Dr. Ali also advises physicians to offer a variety of recommendations, including hospice care, in an effort to help families make the best choices. “Don’t be afraid to discuss all the options, but be careful to avoid ‘because we can, we should’ thinking,” she says. “Rely on your expertise and be confident in making recommendations, including hospice. This can go a long way in helping patients and families feel less overwhelmed and anxious.”
Dispel the Myths to Create Effective Dialogue
Myths are common in hospice, for both patients and physicians. Breaking through the myths helps ensure each conversation about hospice is accurate and productive.
Myth: Hospice is only appropriate for the last few days of a terminal illness.
Truth: Hospice’s goals are symptom management and quality of life. If a patient’s health status is in continual decline, he or she likely qualifies for hospice care sooner.
Myth: A patient cannot leave hospice.
Truth: Patients don’t always continually decline. Sometimes health will improve. Hospice is based on ongoing evaluation. Patients can come off or go on hospice as needed.
Myth: If on hospice, a patient cannot receive any treatment.
Truth: Hospice is not based on a “no treatment” philosophy, rather a shift in treatment goals. If a patient is on hospice for cardiac problems and then breaks a bone, that injury can be treated without coming off hospice.
Myth: All medications stop and morphine is administered.
Truth: Medications that are necessary to preserve quality of life are continued. A multi-disciplinary team ensures medications are continually evaluated and discussed.
Myth: Patients die sooner on hospice.
Truth: According to the National Hospice and Palliative Care Organization, hospice care patients can live 29 days longer than non-hospice patients, with a better quality of life.

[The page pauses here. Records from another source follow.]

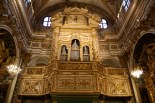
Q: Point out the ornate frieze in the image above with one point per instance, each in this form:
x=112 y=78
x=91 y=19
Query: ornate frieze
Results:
x=75 y=77
x=75 y=83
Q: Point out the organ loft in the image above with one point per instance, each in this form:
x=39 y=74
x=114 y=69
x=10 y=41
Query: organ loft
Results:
x=72 y=51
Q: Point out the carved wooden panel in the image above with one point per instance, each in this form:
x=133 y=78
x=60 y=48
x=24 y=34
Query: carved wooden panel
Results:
x=75 y=83
x=75 y=66
x=118 y=87
x=35 y=70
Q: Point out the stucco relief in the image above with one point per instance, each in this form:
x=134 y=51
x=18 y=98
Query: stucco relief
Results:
x=32 y=87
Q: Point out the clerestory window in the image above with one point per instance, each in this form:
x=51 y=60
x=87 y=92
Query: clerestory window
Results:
x=126 y=4
x=47 y=21
x=103 y=24
x=27 y=2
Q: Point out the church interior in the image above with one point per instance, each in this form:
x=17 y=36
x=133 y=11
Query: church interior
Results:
x=77 y=51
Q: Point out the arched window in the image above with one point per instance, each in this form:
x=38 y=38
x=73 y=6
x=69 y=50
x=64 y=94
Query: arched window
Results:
x=64 y=53
x=75 y=49
x=126 y=4
x=47 y=21
x=103 y=24
x=86 y=53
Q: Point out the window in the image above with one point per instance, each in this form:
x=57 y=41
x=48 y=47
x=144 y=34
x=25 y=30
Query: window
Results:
x=126 y=4
x=103 y=24
x=47 y=21
x=27 y=3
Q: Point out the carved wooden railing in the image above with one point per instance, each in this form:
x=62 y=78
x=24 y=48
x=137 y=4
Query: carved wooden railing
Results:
x=75 y=77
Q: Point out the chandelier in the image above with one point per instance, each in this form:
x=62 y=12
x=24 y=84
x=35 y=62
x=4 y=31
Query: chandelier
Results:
x=137 y=72
x=13 y=69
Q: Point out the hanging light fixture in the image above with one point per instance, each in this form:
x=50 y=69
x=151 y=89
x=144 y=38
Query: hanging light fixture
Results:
x=13 y=69
x=137 y=72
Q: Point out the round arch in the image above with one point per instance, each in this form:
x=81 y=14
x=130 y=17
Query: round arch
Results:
x=110 y=62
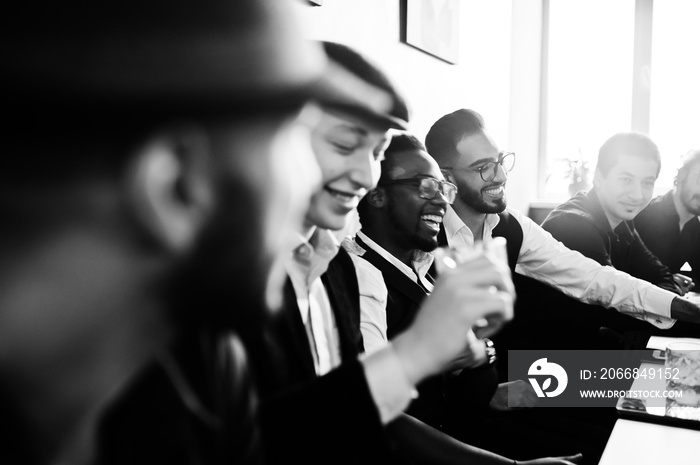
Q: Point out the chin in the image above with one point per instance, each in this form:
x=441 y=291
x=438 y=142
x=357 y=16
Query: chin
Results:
x=331 y=221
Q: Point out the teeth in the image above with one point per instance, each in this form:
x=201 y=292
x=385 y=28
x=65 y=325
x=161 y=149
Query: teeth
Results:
x=494 y=191
x=341 y=195
x=432 y=218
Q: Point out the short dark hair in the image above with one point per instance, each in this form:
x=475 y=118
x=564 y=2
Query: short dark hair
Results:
x=630 y=143
x=445 y=134
x=357 y=64
x=399 y=144
x=690 y=159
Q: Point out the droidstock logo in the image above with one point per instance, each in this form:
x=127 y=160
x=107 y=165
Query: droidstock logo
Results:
x=547 y=370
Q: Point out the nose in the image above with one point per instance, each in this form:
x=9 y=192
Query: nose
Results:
x=365 y=169
x=636 y=191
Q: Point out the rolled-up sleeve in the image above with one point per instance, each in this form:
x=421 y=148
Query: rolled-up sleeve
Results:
x=544 y=258
x=373 y=297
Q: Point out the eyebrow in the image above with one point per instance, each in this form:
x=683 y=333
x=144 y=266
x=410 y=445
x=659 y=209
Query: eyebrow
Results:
x=627 y=173
x=482 y=160
x=352 y=128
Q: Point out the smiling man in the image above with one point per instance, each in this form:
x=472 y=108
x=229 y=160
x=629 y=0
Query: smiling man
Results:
x=670 y=227
x=472 y=160
x=599 y=223
x=401 y=220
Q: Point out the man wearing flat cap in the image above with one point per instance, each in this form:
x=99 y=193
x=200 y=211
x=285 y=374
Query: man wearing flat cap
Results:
x=140 y=136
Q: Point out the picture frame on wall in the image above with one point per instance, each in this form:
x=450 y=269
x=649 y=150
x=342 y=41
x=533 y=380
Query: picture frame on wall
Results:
x=432 y=26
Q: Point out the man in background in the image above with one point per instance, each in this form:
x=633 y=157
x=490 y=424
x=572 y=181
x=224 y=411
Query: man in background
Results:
x=670 y=227
x=471 y=159
x=600 y=225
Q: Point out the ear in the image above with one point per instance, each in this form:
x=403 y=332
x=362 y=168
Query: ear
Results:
x=170 y=188
x=447 y=174
x=597 y=178
x=376 y=197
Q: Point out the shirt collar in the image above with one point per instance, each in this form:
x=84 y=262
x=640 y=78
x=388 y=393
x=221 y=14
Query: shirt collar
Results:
x=454 y=226
x=312 y=257
x=625 y=228
x=422 y=261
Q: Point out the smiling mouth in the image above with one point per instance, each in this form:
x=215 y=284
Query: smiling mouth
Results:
x=432 y=221
x=495 y=191
x=344 y=197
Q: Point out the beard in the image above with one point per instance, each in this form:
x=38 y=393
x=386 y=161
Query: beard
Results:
x=475 y=199
x=687 y=197
x=408 y=239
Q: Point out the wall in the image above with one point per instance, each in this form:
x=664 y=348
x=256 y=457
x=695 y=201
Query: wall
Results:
x=482 y=79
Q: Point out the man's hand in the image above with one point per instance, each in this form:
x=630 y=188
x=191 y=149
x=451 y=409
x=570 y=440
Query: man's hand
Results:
x=473 y=355
x=476 y=289
x=685 y=310
x=685 y=283
x=520 y=393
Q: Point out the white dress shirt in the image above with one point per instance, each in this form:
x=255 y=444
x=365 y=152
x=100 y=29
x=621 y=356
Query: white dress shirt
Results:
x=547 y=260
x=386 y=377
x=373 y=292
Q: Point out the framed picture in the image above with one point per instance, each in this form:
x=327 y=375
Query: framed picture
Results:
x=433 y=27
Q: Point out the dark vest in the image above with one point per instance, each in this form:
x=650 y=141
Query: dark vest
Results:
x=442 y=399
x=508 y=228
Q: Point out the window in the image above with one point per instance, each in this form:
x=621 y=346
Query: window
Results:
x=674 y=122
x=590 y=74
x=589 y=94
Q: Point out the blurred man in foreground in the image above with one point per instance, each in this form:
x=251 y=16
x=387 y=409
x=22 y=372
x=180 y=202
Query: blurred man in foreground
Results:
x=140 y=136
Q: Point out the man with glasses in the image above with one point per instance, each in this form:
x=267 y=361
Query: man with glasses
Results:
x=670 y=227
x=470 y=158
x=401 y=220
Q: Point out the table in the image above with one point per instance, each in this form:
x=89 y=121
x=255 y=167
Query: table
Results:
x=645 y=443
x=641 y=443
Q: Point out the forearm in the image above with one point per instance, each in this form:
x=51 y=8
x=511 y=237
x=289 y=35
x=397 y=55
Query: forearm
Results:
x=422 y=444
x=685 y=310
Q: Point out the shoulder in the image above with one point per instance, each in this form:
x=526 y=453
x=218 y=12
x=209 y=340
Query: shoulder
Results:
x=659 y=210
x=572 y=225
x=351 y=247
x=370 y=279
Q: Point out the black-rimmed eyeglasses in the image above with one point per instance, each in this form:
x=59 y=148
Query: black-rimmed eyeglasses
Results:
x=427 y=187
x=489 y=170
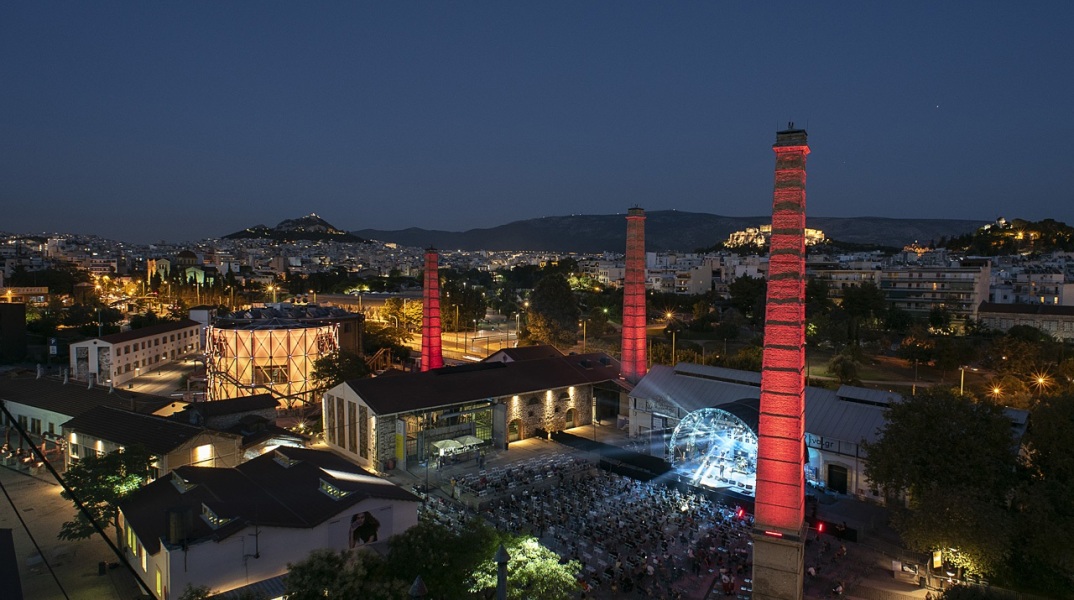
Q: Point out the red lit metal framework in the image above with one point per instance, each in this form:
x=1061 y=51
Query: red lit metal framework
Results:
x=634 y=365
x=780 y=450
x=432 y=353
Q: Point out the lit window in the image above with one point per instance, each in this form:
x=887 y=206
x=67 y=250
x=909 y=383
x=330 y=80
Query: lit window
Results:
x=203 y=454
x=332 y=491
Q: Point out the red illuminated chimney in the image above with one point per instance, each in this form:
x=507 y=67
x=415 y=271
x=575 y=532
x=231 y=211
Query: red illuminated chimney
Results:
x=432 y=353
x=780 y=508
x=634 y=365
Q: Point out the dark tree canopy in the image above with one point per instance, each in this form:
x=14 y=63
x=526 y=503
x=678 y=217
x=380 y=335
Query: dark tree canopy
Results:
x=553 y=311
x=956 y=457
x=328 y=573
x=101 y=482
x=335 y=368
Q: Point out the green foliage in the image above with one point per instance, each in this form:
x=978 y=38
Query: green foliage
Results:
x=196 y=593
x=533 y=572
x=1043 y=498
x=441 y=556
x=955 y=456
x=553 y=311
x=344 y=574
x=817 y=301
x=335 y=368
x=100 y=483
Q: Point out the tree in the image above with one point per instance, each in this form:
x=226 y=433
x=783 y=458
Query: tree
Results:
x=864 y=304
x=343 y=574
x=344 y=365
x=439 y=555
x=533 y=571
x=1045 y=514
x=955 y=457
x=844 y=367
x=100 y=482
x=553 y=311
x=817 y=301
x=748 y=296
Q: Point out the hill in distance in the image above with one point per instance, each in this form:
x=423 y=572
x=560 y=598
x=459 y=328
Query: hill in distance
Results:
x=666 y=231
x=310 y=227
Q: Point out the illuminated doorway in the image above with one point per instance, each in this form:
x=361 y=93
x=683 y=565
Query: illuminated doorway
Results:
x=514 y=430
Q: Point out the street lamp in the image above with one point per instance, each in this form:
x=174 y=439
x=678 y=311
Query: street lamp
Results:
x=418 y=588
x=502 y=558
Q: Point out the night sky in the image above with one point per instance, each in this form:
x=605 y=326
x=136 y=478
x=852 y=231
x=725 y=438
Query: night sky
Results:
x=180 y=120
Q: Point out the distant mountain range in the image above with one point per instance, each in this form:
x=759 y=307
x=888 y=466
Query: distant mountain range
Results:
x=309 y=227
x=665 y=231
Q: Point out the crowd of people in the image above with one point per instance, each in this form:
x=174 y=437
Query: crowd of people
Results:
x=488 y=484
x=630 y=537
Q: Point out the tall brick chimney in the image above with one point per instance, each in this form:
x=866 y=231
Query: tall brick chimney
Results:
x=432 y=352
x=779 y=524
x=634 y=365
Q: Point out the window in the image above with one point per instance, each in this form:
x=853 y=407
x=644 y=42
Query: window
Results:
x=363 y=432
x=203 y=455
x=332 y=492
x=352 y=429
x=270 y=374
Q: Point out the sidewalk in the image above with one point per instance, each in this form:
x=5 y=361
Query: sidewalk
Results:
x=74 y=562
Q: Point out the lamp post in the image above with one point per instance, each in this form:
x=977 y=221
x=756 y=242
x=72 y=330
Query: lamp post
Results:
x=502 y=558
x=418 y=588
x=673 y=331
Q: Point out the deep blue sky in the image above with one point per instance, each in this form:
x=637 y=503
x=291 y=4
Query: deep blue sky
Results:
x=180 y=120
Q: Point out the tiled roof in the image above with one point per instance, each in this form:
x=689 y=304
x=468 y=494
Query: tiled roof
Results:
x=525 y=353
x=1042 y=309
x=149 y=332
x=232 y=406
x=74 y=398
x=280 y=488
x=479 y=381
x=156 y=434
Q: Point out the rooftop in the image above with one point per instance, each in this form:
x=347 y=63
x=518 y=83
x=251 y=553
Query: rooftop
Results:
x=453 y=385
x=280 y=488
x=156 y=434
x=74 y=398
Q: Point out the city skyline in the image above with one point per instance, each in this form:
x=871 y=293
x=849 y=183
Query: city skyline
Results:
x=144 y=122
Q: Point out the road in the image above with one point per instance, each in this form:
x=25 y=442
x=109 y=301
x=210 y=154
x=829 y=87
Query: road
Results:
x=38 y=501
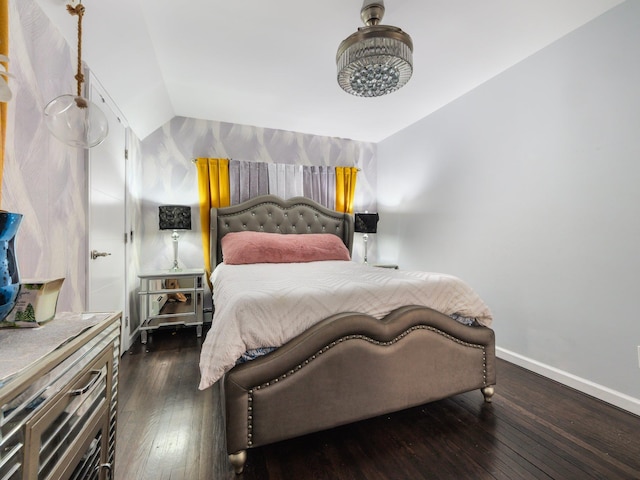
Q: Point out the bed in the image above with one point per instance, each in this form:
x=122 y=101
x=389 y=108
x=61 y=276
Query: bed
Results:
x=354 y=352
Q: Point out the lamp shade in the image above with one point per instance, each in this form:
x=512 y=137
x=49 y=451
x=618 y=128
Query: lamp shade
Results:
x=175 y=217
x=366 y=222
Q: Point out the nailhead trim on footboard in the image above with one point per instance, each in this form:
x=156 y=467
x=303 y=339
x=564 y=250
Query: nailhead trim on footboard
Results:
x=354 y=337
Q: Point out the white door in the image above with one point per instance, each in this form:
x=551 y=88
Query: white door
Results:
x=107 y=240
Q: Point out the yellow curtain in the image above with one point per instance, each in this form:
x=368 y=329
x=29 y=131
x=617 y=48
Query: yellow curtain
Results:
x=4 y=50
x=345 y=188
x=213 y=191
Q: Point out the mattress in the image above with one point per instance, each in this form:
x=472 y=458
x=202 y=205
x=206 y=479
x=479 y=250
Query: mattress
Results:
x=266 y=305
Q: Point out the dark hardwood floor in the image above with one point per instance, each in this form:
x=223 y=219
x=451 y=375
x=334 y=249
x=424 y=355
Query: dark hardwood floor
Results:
x=534 y=429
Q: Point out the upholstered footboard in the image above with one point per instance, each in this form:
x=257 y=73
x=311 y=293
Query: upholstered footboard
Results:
x=351 y=367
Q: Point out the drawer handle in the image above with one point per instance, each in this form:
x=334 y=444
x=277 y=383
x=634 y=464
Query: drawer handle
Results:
x=96 y=376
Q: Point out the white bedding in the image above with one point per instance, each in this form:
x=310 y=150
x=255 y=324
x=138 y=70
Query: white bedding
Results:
x=265 y=305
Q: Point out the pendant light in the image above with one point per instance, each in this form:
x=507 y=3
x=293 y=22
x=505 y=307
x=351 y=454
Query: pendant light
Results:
x=73 y=119
x=377 y=59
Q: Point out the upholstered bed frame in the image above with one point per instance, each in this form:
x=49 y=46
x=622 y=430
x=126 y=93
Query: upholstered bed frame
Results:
x=350 y=366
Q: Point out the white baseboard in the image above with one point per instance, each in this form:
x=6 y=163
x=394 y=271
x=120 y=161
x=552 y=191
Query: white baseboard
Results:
x=605 y=394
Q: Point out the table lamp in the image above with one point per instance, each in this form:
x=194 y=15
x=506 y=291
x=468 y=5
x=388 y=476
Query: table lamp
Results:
x=175 y=217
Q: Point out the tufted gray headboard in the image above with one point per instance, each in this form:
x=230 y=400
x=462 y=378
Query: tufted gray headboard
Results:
x=272 y=214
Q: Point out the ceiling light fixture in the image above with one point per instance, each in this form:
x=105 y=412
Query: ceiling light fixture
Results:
x=377 y=59
x=72 y=118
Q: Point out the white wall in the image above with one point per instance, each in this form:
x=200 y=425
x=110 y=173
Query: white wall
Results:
x=528 y=188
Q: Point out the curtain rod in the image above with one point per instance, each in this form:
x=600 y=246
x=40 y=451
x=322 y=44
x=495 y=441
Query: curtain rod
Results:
x=195 y=160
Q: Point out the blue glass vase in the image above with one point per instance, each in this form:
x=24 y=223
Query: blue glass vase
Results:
x=9 y=273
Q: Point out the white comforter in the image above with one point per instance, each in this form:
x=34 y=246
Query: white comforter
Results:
x=265 y=305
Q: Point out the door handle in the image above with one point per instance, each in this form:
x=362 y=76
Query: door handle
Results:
x=95 y=254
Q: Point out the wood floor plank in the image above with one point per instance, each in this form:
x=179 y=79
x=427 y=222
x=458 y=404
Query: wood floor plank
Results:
x=534 y=429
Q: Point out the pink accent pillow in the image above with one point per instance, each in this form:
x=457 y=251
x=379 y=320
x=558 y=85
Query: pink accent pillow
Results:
x=239 y=248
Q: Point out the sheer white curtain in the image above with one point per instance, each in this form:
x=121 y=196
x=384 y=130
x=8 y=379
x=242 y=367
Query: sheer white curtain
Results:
x=247 y=180
x=250 y=179
x=320 y=185
x=285 y=180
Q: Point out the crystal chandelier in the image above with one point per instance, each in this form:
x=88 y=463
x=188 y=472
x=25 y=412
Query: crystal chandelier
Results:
x=72 y=118
x=377 y=59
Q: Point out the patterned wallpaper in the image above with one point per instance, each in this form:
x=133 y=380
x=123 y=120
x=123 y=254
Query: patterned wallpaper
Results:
x=45 y=179
x=169 y=176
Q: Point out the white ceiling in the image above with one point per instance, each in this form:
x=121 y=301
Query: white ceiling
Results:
x=272 y=64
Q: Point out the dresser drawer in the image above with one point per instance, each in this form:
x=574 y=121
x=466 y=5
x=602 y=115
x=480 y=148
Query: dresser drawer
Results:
x=65 y=429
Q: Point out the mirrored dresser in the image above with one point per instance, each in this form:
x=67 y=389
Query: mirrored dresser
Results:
x=58 y=398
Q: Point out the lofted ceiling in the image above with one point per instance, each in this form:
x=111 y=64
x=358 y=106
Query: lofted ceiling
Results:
x=272 y=64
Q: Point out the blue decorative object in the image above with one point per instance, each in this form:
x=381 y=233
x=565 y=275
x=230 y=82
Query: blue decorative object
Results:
x=9 y=273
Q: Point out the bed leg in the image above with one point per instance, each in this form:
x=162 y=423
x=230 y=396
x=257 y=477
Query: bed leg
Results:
x=238 y=460
x=488 y=392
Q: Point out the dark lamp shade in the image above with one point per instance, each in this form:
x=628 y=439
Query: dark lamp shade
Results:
x=366 y=222
x=175 y=217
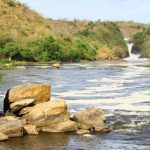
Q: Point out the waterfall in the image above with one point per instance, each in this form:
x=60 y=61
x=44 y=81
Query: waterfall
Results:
x=132 y=57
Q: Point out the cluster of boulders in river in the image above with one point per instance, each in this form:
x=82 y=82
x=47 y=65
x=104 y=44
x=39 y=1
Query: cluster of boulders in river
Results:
x=28 y=110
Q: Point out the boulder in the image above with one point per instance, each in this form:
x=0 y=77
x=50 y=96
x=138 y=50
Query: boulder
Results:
x=91 y=119
x=66 y=126
x=30 y=130
x=56 y=65
x=11 y=126
x=82 y=132
x=21 y=104
x=3 y=137
x=38 y=92
x=52 y=114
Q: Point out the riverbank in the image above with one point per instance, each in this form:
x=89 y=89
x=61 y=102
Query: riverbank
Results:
x=112 y=86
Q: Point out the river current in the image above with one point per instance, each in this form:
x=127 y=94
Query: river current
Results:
x=120 y=89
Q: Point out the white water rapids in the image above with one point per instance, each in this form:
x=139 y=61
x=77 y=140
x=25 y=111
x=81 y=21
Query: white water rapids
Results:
x=120 y=89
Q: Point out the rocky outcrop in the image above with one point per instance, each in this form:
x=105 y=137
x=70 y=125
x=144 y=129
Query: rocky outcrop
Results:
x=3 y=137
x=21 y=104
x=30 y=130
x=82 y=132
x=33 y=113
x=52 y=116
x=25 y=95
x=56 y=65
x=11 y=126
x=39 y=92
x=91 y=119
x=65 y=126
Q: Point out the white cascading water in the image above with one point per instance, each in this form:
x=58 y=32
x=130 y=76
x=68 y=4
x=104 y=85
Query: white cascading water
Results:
x=132 y=57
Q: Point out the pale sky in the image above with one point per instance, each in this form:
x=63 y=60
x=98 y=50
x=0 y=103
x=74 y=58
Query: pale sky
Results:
x=136 y=10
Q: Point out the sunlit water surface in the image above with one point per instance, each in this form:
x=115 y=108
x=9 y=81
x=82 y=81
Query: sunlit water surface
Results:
x=120 y=89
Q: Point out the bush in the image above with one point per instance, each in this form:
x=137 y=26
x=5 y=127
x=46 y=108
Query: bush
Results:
x=46 y=49
x=12 y=51
x=138 y=38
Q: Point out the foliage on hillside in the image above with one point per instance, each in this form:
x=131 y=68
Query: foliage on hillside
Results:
x=142 y=43
x=130 y=28
x=25 y=35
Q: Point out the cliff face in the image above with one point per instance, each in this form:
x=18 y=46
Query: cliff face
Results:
x=75 y=39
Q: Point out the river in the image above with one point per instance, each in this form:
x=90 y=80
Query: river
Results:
x=120 y=89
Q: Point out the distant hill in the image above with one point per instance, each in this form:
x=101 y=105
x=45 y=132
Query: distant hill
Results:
x=130 y=28
x=141 y=42
x=26 y=35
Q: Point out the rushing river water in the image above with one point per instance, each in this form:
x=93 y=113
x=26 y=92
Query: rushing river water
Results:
x=120 y=89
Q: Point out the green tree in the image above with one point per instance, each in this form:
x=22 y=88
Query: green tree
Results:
x=12 y=51
x=46 y=49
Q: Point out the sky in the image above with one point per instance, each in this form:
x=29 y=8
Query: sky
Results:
x=115 y=10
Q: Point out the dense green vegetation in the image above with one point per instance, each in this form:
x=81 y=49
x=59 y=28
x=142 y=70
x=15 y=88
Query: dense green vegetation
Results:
x=142 y=43
x=27 y=36
x=130 y=28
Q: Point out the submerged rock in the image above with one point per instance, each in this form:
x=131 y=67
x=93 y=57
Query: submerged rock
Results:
x=45 y=114
x=3 y=137
x=11 y=126
x=39 y=92
x=91 y=119
x=56 y=65
x=18 y=97
x=82 y=132
x=66 y=126
x=21 y=104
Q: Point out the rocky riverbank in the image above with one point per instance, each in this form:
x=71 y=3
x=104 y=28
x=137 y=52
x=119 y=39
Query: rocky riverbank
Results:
x=29 y=110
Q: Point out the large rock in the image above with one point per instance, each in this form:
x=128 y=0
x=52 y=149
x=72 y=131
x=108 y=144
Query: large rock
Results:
x=39 y=92
x=21 y=104
x=30 y=130
x=91 y=119
x=3 y=137
x=11 y=126
x=18 y=97
x=52 y=116
x=82 y=132
x=56 y=65
x=66 y=126
x=44 y=114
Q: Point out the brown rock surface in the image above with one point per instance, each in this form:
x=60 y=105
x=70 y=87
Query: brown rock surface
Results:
x=91 y=119
x=39 y=92
x=11 y=126
x=3 y=137
x=30 y=130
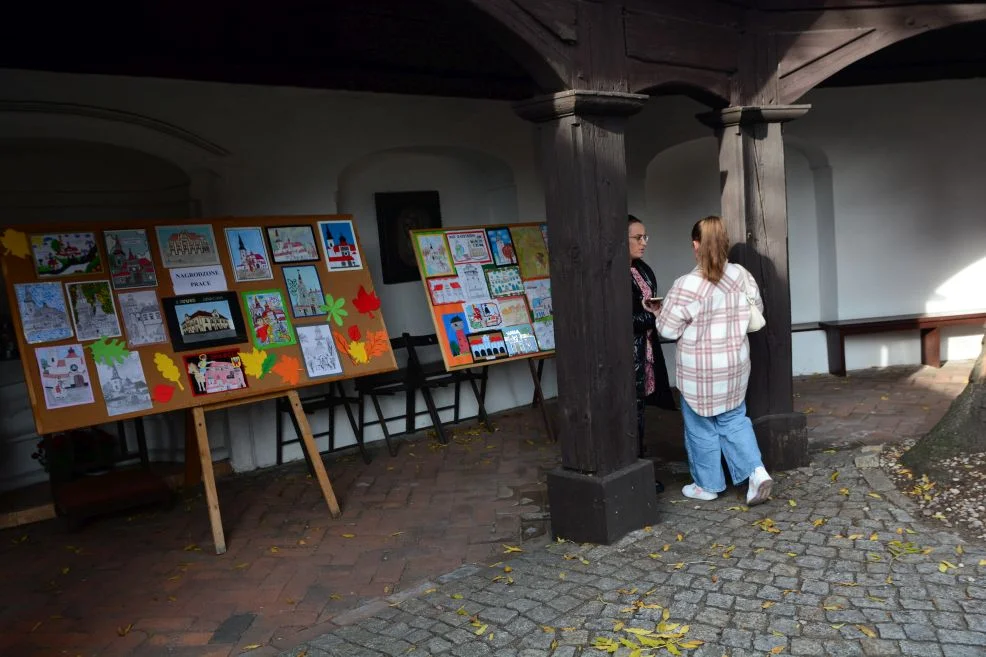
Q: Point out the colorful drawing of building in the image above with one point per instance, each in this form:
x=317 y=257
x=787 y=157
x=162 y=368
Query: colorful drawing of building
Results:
x=185 y=242
x=202 y=321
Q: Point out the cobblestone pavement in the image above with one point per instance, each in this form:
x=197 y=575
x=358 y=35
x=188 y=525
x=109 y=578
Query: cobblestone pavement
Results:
x=834 y=565
x=147 y=585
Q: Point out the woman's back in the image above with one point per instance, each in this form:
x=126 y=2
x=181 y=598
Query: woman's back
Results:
x=709 y=321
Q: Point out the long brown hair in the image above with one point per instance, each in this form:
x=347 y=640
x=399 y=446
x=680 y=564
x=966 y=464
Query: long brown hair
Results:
x=713 y=247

Get Comfortable with the “H Word”
Physicians have numerous places to turn for information about hospice, including books and professional sources such as the American Academy of Hospice and Palliative Medicine. But perhaps the best advice is to contact a colleague who is a hospice physician. “Physicians tend to have scripts in our heads for speaking to patients about specific subjects,” says Dr. Ali. (See our “physician to physician” video on talking about hospice with patients: http://tinyurl.com/lzhhxw9.) “Many of us though aren’t as well versed in scripting for a hospice conversation as we could be.” To bone up, she suggests talking to a colleague to get familiar with key phrases to help facilitate meaningful conversations with patients. Additionally, timing and location are important considerations. Some best practices for having the initial conversation:
Allow plenty of time. Meet in a quiet room free of distractions.
Always be seated.
Ask the person to tell you in his or her own words what is going on with his or her health. Then explain what you know, giving time for that information to be digested. Follow this with a prognosis and review of options, including hospice. Be open and truthful.
If a patient is unable to participate in the conversation but family members are, ask: “What would the patient say?” Bringing the patient into the conversation metaphorically helps remove the burden of making all the major decisions from the family which can bring tremendous relief. Hospice is a valuable service to the terminally ill. Physicians can, and should, play an important role in a patient’s end-of-life journey. Understanding the role and value of hospice — and having the conversation early and often — enables physicians to offer patients and their loved ones the gift of choice and quality of life.